In fact, it is the rapid drop in cases per 100 tests in March/April 2020 that led the Marcellus team to conclude in early April 2020 that the COVID-19 threat was being radically overplayed – see Marcellus’ April 2020 blog. At a time when western ‘experts’ were saying that India will see in excess of 100 million COVID-19 cases (see alarmist study from CDDEP), the Marcellus team estimated that India’s case count was likely to be around 10 million. The method used by Marcellus team to arrive at this estimate is highlighted further on in this note.
Is the current euphoria around COVID-19 justified?
Given the chaos which we saw in 2020, it is remarkable therefore that now there is a sense of euphoria that we are past the worst of the damage inflicted by COVID-19. Part of this elation is due to the imminence of the vaccination drives which have been initiated globally. Yet if we look at the data shown in Exhibit 1, the most relevant metric – cases per 100 tests – has been rising for the advanced economies since October 2020 even as countries like India are showing a steady drop since July 2020. (Note: It is pointless to focus on total COVID-19 cases because as testing rises, so do total cases. A more useful metric is new cases per 100 new tests.)
So, after everything we have been through over the past year, how should investors really think about COVID-19? And how should we conceptualize the disease as we go about our day-to-day business?
Rational thinking helps
Firstly, we need to treat the grand claims (both pessimistic and optimistic) about COVID-19 (and other issues) with a degree of scepticism. In March 2020, three of the most alarmist studies around COVID-19 were published:
- A celebrated study by Imperial College likened the COVID-19 pandemic with the 1918 Influenza pandemic in terms of the severity (Imperial College study, 2020: Source – Imperial College website). This, it turns out, was a gross overestimation of the risk posed by COVID-19. The 1918 flu epidemic claimed 228,000 British lives (Deaths during 1918 pandemic, 2021: Source – Metro news). COVID-19 has so far claimed 82,00 British lives (British COVID-19 fatalities, 2021: Source – worldometers.info).
- The Centre for Disease Dynamics, Economics and Policy (CDDEP) along with John Hopkins University (who later pulled their name out – read more here) published a study about COVID-19 hitting India particularly hard and affecting more than 125 million people (Predicted infections from COVID-19, 2020: Source – CDDEP website). So far India has seen 10.5 million COVID-19 cases and given the trend seen in Exhibit 1, it seems unlikely that the CDDEP’s 125 million estimate will be the actual outcome.
Secondly, it is crucial to not get influenced by the recency bias – which makes a person give more value (fear) to information that he has come upon recently relative to what he learned a few years ago. For example, in 2018 in India, road accidents had a Case Fatality Rate (CFR = total deaths from recognized cases/total recognized cases) of ~32% (Road accidents statistics, 2019: Source – Autocar pro website) vis a vis the 1.44% CFR of COVID-19.

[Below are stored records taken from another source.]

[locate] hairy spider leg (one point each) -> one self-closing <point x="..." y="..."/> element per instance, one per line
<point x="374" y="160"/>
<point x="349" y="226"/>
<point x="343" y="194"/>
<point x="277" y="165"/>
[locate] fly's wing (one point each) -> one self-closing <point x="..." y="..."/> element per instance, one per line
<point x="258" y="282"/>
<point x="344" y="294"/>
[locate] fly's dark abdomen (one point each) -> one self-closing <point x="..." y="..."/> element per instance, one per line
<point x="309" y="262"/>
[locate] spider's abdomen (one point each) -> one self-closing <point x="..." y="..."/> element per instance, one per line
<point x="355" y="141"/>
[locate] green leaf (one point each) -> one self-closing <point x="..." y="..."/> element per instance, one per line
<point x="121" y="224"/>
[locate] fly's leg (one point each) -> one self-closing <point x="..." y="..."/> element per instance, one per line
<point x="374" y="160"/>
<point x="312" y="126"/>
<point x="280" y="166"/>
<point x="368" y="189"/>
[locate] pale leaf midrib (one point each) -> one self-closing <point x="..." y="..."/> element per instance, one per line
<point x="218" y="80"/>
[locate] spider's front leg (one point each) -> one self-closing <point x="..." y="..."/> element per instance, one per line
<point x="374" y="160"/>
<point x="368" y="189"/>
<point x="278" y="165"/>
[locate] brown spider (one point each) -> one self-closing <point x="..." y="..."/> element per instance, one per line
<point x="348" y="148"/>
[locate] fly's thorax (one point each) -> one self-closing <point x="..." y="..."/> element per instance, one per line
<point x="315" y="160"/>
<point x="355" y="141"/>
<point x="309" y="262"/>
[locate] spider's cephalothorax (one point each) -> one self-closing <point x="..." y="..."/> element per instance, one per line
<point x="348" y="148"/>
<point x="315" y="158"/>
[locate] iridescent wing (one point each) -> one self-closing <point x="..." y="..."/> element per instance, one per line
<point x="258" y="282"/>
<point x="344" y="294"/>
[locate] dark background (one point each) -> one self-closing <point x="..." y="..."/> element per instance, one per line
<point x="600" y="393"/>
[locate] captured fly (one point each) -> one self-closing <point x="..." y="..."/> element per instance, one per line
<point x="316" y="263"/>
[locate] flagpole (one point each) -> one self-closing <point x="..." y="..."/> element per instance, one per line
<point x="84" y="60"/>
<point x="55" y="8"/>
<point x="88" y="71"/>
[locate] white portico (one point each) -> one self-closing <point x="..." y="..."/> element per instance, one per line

To understand the power of recency bias, let us frame the situation in a different way by taking numbers for the state of Maharashtra. 39 people were killed for every 100 road accidents in Maharashtra in 2019 (Road accidents in Maharashtra, 2019: Source – Highway police, Maharashtra government) vis a vis 3 people per 100 COVID-19 cases as of 31st December 2020 (COVID data widget, 2021: Source – GitHub widget for live tracking). And yet, if you look on the streets of Maharashtra, you will many people are riding their 2-wheelers with masks but without helmets!
Similarly, tuberculosis, also an infectious disease, had a CFR in India of 17% in 2019 (TB statistics, 2019: Source – Worldhealthorg website) significantly higher than that of COVID-19 (1.44%) in India. In fact, when compared with other infectious diseases prevalent in the country, COVID-19’s death count (151,160) as well as death rate (0.01%) is the least compared to the top 5 communicable diseases in India, as evidenced in Exhibit 2.